🤖 AI Summary
Existing evaluation frameworks for image editing suffer from limited task coverage and inadequate metrics for assessing identity, structural, and semantic consistency in edited images. To address these shortcomings, this work introduces VCReward-Bench, a comprehensive benchmark comprising 1,200 real user queries spanning 23 editing tasks and enabling out-of-distribution evaluation. Furthermore, the authors propose PVC-Judge, an evaluation model that leverages region-disentangled preference data synthesis and pairwise visual consistency modeling. Experimental results demonstrate that PVC-Judge achieves state-of-the-art performance among open-source models, surpassing GPT-5.1 on average. A systematic evaluation of 16 state-of-the-art image editing models reveals critical limitations of current approaches, offering both a reliable assessment tool and actionable directions for advancing precise image editing.
📝 Abstract
Recent advances in image editing have enabled models to handle complex instructions with impressive realism.
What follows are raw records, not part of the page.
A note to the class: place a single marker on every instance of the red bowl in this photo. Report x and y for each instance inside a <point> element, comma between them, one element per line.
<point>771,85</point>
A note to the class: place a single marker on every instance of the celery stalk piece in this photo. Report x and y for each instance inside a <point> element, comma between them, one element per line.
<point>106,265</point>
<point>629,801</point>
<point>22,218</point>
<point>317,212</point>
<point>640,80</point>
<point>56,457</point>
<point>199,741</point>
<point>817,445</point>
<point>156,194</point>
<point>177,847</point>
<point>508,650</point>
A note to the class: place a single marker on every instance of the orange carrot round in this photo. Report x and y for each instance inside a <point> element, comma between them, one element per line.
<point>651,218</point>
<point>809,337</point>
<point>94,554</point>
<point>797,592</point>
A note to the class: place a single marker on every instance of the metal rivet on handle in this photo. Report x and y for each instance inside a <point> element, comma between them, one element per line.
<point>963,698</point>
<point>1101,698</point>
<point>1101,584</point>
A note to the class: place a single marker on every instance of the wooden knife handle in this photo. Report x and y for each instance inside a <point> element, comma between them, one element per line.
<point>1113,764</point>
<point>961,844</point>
However, existing evaluation frameworks lag behind: current benchmarks suffer from narrow task coverage, while standard metrics fail to adequately capture visual consistency, i.e., the preservation of identity, structure and semantic coherence between edited and original images. To address these limitations, we introduce GEditBench v2, a comprehensive benchmark with 1,200 real-world user queries spanning 23 tasks, including a dedicated open-set category for unconstrained, out-of-distribution editing instructions beyond predefined tasks. Furthermore, we propose PVC-Judge, an open-source pairwise assessment model for visual consistency, trained via two novel region-decoupled preference data synthesis pipelines. Besides, we construct VCReward-Bench using expert-annotated preference pairs to assess the alignment of PVC-Judge with human judgments on visual consistency evaluation. Experiments show that our PVC-Judge achieves state-of-the-art evaluation performance among open-source models and even surpasses GPT-5.1 on average. Finally, by benchmarking 16 frontier editing models, we show that GEditBench v2 enables more human-aligned evaluation, revealing critical limitations of current models, and providing a reliable foundation for advancing precise image editing.